April 8, 2010
OHCA Contact: Jo Kilgore, Public Information Manager, (405) 522-7474.
OHCA Program Integrity Division Ensures Quality Program
OKLAHOMA CITY – Provider audits are one of the tools the Oklahoma Health Care Authority uses in it’s program integrity efforts to make sure state and federal tax dollars are being used correctly in the state’s SoonerCare (Oklahoma Medicaid) program.
Deputy Chief Executive Officer Cindy Roberts who leads the agency’s Policy, Planning and Integrity Division presented the OHCA Board with an update of their efforts during the board’s meeting April 8. According to Roberts, in 2009 approximately 5 percent of the estimated 28,000 SoonerCare providers had some level of audit or review performed.
The reviews, she said, are initiated because of some type of risk analysis such as peer-to-peer comparisons, referrals or data mining. Federal regulations require each Medicaid state agency to have an automated claims processing and retrieval system that can be used to detect post-payment errors.

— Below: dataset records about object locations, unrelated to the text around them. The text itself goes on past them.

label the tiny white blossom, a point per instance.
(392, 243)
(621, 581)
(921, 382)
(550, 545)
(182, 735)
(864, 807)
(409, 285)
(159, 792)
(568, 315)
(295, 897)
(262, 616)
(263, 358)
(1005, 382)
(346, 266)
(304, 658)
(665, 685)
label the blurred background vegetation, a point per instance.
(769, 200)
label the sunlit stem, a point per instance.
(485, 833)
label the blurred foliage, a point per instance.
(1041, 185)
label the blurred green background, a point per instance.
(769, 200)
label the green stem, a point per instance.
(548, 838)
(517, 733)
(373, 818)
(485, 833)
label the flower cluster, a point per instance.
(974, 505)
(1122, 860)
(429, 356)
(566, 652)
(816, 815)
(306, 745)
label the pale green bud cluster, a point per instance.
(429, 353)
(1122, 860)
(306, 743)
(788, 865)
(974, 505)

These systems, known as Medicaid Management Information Systems contain subsystems which compare and contrast SoonerCare claims activity by provider in comparison to their peers. The system also allows the program integrity division to perform comprehensive data mining of claims history.
“The extent of these audits or reviews may vary, from the validation of a single claim line to a representative sample of a provider’s SoonerCare services over a certain time period to a 100 percent review of a specific service billed by a provider,” Roberts noted.
For the first three quarters of state fiscal year 2010, OHCA closed 88 audits involving 1,155 providers. The majority of those audits, 73 percent, were the result of data-mining and peer-to-peer comparisons. The audits resulted in the recovery of $14.7 million in state and federal funds. The recovery represents .4 percent of the agency’s total program expenditures of $3.4 billion for the first three quarters of 2010.The federal share of any overpayment must be returned to the agency’s federal partner, the Centers for Medicare & Medicaid Services.
“It is interesting to note that these recoveries represent only .4 percent of the total program spending for the same time period,” Roberts said. “We have found that errors are far more common than activities that are specifically fraudulent or abusive.”
If fraud is suspected, the case is turned over to the Oklahoma Attorney General’s Medicaid Fraud Control Unit for further investigation. The OHCA also regularly reviews its policy and educates providers to try to avoid overpayments.